The 4K and digital sites include the Dolby Atmos eight-channel soundtrack, a perfectly balanced blend of dialogue, effects, and music. Newman’s score supplies humor and heart with strings, brass, and strong percussion. It’s bound to receive another Oscar nomination. Again, Woody confronts some very adult situations that children and adults will understand. Newman’s music delivers the magic it always has, with reminders of the three previous films and a joyous touch of Aaron Copeland. There are two new songs “I Can’t Let You Throw Yourself Away” sung by Newman, 75, and “The Ballad of the Lonesome Cowboy,” performed by Chris Stapleton. “I have a hunch it might be the best [score] I did for ‘Toy Story,’” he says in an interview for NPR.
Top critics stepped all over themselves giving “Toy Story 4” the highest praise – landing a perfect 100 percent on Rotten Tomatoes. Families and moviegoers felt the same. I saw “Toy Story 4” with my son, daughter-in-law and two grandsons 5 and 3 earlier this summer and everyone was glued to the screen. The film cracked over $1 billion globally, topping “Toy Story 3” box office returns by a hair.

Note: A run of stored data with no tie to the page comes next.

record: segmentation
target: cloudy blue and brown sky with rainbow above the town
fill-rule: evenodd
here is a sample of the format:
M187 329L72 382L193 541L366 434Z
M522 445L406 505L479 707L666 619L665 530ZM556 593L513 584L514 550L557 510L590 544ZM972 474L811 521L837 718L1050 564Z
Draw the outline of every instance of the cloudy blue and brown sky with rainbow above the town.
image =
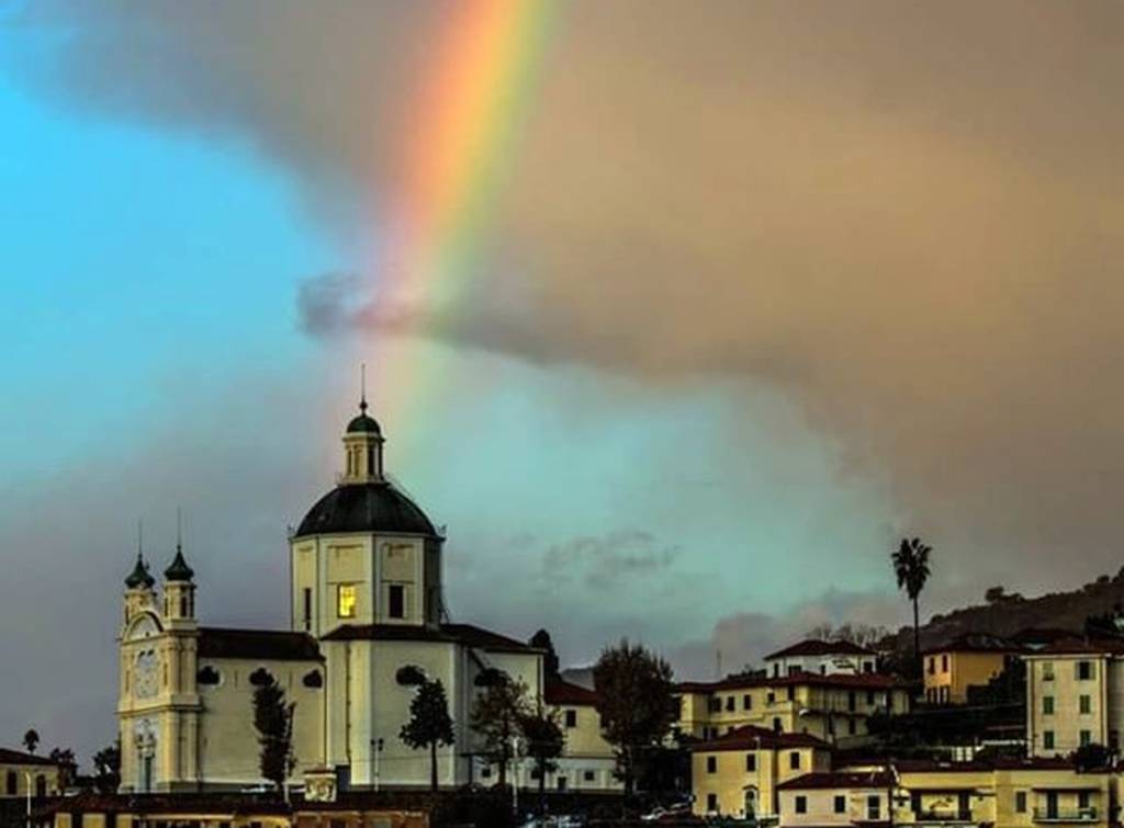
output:
M281 627L360 364L460 621L685 677L1121 566L1124 7L0 0L0 744ZM719 656L720 654L720 656Z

Pixar exec Mark Nielsen and Tom Hanks say “Toy Story 4” will be the last in the franchise. The plan is to focus on making original films instead of sequels. Even so, it doesn’t seem the story is over, at least not in our hearts.
This 4K is a “Must Have” for its spectacular imagery and for its uplifting story of friendship and self-sacrifice.
— Bill Kelley III, High-Def Watch producer
(1) Gabby Gabby spots a little girl lost at the carnival. (2) The girl and Gabby Gabby find each other, then the little girl is reunited with her parents. (3) Woody gives a hug to Forky during the emotional finale.